Fall 2015 Intern
One sweltering Monday in the third
week of July, I stood in a parking lot with a hundred other students in lines
exactly five yards apart—the outline of a football field had been painted in
white over the yellow parking lines. One of my band directors stood on the
scaffolding built at the side of the parking lot on the top of the hill where
injured students stood and played. The other one stood in front of us. The
perfect marching band step, he informed us, was exactly five yards in eight
paces. Heels start on the white line and eight steps later, heels end on the white
line. Forward and backward. Never step off with your right foot. Stay in step.
Then he turned on a white speaker
and twisted the yellow dial on the black metronome to 120 beats per minute. The
upperclassmen said we would soon hear the metronome in our dreams. I hadn’t
believed them then. But I quickly learned they were right. Tick-tick-tick-tick, five-six, five-six-seven-eight-step.
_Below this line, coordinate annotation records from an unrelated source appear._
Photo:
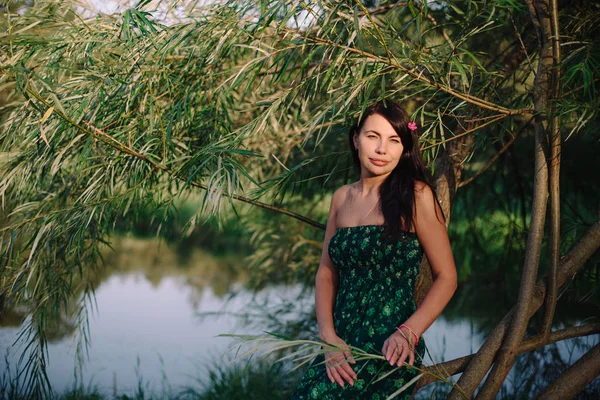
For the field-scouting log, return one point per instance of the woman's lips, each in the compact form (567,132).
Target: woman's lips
(379,163)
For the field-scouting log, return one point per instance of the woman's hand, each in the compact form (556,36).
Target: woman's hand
(398,347)
(337,363)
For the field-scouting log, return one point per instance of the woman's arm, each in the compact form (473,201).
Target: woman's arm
(433,236)
(327,279)
(326,287)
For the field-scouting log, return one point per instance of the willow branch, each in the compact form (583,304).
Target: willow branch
(419,76)
(479,365)
(468,131)
(114,143)
(507,354)
(496,156)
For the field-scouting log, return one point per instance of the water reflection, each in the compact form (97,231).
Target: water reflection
(158,318)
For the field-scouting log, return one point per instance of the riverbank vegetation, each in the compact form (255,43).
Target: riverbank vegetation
(110,122)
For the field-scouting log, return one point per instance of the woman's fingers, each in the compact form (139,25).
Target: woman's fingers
(390,351)
(344,374)
(329,374)
(336,376)
(403,356)
(349,357)
(349,371)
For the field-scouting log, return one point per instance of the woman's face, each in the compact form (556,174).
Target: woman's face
(379,146)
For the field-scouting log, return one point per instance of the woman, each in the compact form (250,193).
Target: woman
(377,231)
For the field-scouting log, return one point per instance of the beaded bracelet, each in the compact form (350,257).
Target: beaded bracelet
(411,331)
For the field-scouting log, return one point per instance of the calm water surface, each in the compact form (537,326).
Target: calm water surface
(148,327)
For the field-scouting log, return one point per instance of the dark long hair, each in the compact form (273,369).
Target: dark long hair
(397,192)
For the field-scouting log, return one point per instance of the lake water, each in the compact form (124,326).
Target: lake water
(150,329)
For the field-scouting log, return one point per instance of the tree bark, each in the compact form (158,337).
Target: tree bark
(570,264)
(505,359)
(555,147)
(575,378)
(458,365)
(446,184)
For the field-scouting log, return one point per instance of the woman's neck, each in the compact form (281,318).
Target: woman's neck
(369,184)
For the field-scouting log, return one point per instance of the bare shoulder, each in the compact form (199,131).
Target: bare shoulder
(423,193)
(340,195)
(426,204)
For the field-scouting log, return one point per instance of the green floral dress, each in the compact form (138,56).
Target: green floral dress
(375,295)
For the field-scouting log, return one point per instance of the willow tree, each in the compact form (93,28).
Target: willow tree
(249,102)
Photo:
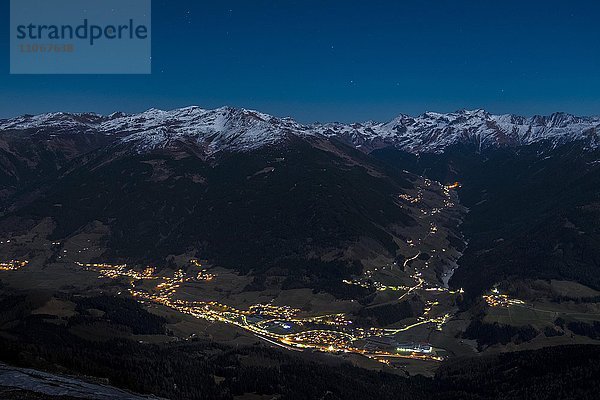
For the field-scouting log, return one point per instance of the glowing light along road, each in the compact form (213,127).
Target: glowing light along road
(277,325)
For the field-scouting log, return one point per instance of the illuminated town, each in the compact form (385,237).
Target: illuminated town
(285,326)
(279,325)
(12,265)
(497,299)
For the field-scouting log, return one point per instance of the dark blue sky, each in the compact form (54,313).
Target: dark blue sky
(343,60)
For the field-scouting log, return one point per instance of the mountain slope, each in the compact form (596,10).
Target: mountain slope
(230,129)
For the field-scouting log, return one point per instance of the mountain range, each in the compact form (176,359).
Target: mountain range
(234,129)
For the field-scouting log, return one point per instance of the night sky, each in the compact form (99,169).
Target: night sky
(343,60)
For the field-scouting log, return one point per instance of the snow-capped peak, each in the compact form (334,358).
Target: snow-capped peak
(235,129)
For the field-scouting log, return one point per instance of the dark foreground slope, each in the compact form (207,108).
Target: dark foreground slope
(199,369)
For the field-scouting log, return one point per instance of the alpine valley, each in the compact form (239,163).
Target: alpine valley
(187,253)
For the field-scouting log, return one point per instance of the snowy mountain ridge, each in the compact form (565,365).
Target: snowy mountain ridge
(234,129)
Marching band was a point of pride
for my school. We never worried about the football team bullying us as usually happens
in movies. During half time the quarterback played trombone and marched with us
in his bright orange jersey.
On that day in July when I stood in
a marching basics block with the rest of the band, I hardly knew what to
expect. The movie Drumline had come
out a few years earlier, but the story of the college student with an attitude
who couldn’t read music didn’t prepare me for the amount of work that went into
every day of practice. Our first week of band camp totaled almost 40 hours and
the temperature could easily top 90 degrees. Once school started we had our
normal practice during band period, Monday through Friday, plus an early
practice and a late practice once a week. We traveled at least four hours by
bus every other weekend for two days of competition, where eight judges used specific
criteria [PDF link] to determine which trophies—if any—we took home. Nobody
took marching band for an easy credit.
It was hard and sometimes
disappointing, but marching band is also what I remember most fondly about high
school. We sweated in shorts and tank tops in July; we shivered in jackets and fingerless
gloves in October. But before we marched out for our final competition each
season, we stood shoulder to shoulder, turned our backs to the field, closed
our eyes and hummed “Amazing Grace” together.
Did You Know?
Hailing from California, the Concord
Blue Devils have won the Drum Corps International (DCI) World Championship more
often than any other drum corps. They’ve won 17 times as of 2015, the first time
only two years after earning full DCI membership in 1974.